Sensorimotor Primitives for Programming Robotic Assembly Skills

Abstract

This thesis addresses the problem of sensor-based skill composition for robotic assembly tasks. Skills are robust, reactive strategies for executing recurring tasks in our domain. In everyday life, people rely extensively on skills such as walking, climbing stairs, and driving cars; proficiency in these skills enables people to develop and robustly execute high-level plans. Unlike people, robots are unskilled -- unable to perform any task without extensive and detailed instructions from a higher-level agent. Building sensor-based, reactive skills is an important step toward realizing robots as flexible, rapidly-deployable machines. Efficiently building skills requires simultaneously reducing robot programming complexity and increasing sensor integration, which are competing and contradictory goals.
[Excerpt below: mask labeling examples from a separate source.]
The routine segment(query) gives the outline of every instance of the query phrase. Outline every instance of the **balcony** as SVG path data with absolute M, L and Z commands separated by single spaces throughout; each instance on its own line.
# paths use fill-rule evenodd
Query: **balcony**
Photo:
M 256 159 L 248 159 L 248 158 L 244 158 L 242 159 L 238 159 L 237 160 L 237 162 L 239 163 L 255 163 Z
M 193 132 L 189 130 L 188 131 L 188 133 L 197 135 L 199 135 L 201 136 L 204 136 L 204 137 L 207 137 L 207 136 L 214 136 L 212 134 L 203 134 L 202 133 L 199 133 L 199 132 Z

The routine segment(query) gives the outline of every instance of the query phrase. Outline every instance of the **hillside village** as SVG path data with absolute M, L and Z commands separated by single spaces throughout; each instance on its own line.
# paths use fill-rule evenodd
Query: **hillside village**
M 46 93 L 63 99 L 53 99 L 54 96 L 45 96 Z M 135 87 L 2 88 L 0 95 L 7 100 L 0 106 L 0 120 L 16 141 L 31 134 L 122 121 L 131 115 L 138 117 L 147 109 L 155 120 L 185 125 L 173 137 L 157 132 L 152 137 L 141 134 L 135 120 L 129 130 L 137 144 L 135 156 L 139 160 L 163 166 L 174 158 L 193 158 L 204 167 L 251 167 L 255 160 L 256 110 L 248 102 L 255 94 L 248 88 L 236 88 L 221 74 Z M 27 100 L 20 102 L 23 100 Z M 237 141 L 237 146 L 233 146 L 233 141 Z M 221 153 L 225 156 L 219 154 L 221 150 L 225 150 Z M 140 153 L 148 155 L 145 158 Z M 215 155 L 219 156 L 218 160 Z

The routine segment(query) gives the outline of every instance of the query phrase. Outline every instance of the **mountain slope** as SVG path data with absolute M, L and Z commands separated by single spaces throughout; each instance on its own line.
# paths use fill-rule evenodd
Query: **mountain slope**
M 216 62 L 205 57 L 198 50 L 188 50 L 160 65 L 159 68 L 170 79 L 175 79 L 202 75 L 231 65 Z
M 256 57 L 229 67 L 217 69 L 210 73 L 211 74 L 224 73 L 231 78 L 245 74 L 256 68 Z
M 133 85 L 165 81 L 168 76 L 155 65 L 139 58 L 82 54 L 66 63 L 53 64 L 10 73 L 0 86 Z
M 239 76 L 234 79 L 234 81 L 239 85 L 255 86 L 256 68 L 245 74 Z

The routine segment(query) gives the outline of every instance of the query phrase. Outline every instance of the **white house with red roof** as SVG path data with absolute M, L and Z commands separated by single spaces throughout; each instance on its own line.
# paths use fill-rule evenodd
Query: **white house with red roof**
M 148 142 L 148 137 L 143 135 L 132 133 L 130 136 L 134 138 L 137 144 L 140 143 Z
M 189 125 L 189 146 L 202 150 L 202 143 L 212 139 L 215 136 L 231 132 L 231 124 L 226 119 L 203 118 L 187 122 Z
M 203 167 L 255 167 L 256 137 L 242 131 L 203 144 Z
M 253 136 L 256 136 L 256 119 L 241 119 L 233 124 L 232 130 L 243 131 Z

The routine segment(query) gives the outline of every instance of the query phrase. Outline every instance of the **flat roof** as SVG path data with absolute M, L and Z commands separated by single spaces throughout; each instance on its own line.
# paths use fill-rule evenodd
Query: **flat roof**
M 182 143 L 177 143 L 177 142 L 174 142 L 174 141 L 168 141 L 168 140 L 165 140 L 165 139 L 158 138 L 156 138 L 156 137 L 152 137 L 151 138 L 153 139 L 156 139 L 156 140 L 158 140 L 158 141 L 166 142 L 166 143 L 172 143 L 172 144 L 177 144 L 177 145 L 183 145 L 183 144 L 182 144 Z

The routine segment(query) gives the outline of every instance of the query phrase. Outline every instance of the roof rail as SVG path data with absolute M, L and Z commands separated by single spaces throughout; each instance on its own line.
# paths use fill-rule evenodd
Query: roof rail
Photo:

This thesis attacks the problem through development of sensorimotor primitives to generalize sensor integration, graphical programming environments to facilitate skill composition, and design integration for exploiting the primitive capabilities during task design. Force and vision based sensorimotor primitives are built to provide sensor integration for task domains, not task instances. A task-level graphical programming environment provides an intuitive interface for the designer/programmer to compose the skill through a simple form of virtual demonstration. Finally, design agent representations of the primitives inside the CAD environment interact with the task model and the programmer to assist in composing the skill program. Experimental results for six different assembly tasks demonstrate sensor-based skill execution and illustrate primitive reusability.